Ce chef d'entreprise avait déjà dû batailler avec la justice pour maintenir ses enseignes ouvertes, c'était en février 2021. Le tribunal de Grasse avait prononcé une triple relaxe. 

Les détaillants tentent de garder espoir face à cette nouvelle mesure, mais l'amertume se fait sentir. "On risque de fermer nos commerces et de mettre nos employés au chômage", souffle Yoann Bricaud-Scholla à la tête d'une enseigne indépendante à Villeneuve-Loubet dans les Alpes-Maritimes. 

Le CBD, qu’est ce que c’est ?

On estime à 7 millions le nombre de consommateurs en France. 

Démocratisé en 2018, le cannabidiol, aussi appelé CBD, est une molécule extraite de la plante de cannabis.

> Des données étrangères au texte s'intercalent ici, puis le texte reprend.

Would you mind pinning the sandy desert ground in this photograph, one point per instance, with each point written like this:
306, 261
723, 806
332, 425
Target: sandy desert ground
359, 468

Elle est qualifiée de phytocannabinoïde, c'est-à-dire qu'elle active des récepteurs  présents dans le cerveau. Ces derniers jouent un rôle essentiel dans la régulation des systèmes nerveux et immunitaires. 

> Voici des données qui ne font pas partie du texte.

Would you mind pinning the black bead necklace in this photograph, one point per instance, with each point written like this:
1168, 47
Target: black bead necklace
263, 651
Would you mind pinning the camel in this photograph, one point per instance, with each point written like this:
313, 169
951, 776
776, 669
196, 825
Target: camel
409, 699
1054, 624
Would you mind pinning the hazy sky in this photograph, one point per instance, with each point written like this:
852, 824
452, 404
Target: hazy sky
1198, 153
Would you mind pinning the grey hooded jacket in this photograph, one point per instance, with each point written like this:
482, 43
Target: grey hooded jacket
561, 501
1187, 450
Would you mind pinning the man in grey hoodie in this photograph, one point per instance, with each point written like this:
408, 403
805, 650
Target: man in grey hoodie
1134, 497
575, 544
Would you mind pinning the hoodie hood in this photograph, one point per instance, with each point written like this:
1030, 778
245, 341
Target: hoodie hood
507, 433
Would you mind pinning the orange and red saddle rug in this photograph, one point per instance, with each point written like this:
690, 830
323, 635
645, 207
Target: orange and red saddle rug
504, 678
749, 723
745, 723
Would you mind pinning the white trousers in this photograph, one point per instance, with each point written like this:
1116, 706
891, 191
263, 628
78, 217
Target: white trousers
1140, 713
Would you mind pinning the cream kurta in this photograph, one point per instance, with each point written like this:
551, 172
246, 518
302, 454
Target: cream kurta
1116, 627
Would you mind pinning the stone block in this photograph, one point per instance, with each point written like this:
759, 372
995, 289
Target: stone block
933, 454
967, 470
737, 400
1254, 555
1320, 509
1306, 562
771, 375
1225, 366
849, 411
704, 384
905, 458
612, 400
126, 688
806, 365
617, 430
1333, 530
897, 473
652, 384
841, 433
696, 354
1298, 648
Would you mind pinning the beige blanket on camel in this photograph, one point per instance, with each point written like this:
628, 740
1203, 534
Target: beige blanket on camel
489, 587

Contrairement au tétrahydrocannabinol (THC), le CBD est toléré en France. Il ne produit pas, les effets psycho-actifs de son cousin (altération de certains processus mentaux ou création d'effets euphorisants notamment).

En somme, à la différence du THC, molécule psychoactive du chanvre, le CBD n’a pas d’effet stupéfiant, mais il est "relaxant".

L'accoutumance au THC n'est pas le plus problématique. On peut arriver à s'arrêter sans éprouver trop de manque physique. Le plus inquiétant, ce sont les risques de cancer avec la consommation de cannabis et les problèmes neurologiques sur les jeunes cerveaux. Je ne vois pas l’intérêt de s’acharner sur le CBD alors que ça pouvait être une alternative et qu’on a l'alcool et le tabac qui sont des drogues légales.

Christian Carrère, addictologue

Pour ce spécialiste, des risques avec le CBD subsistent uniquement si les dosages ne sont pas respectés et que les vendeurs contournent les normes établies de 0,3% de THC dans le produit brut.

Il ajoute : "Selon moi, le CBD a peu d’action pour les gros fumeurs, mais pour quelqu'un qui n’a jamais touché au cannabis ça peut être bien. Surtout pour les jeunes qui seraient tentés d'essayer cette drogue." 

Pour bien comprendre la différence entre le "chanvre récréatif" et le CBD : 

Le CBD peut être consommé sous différentes formes : e-liquides pour cigarettes électroniques, huiles, tisanes, crèmes, gâteaux ou autres friandises.

On retrouve ces produits dans des distributeurs automatiques ou dans des magasins spécialisés.

Voire cookies ou pizza comme dans certaines boutiques de Nice.

En tout, il y aurait 1500 points de vente en France.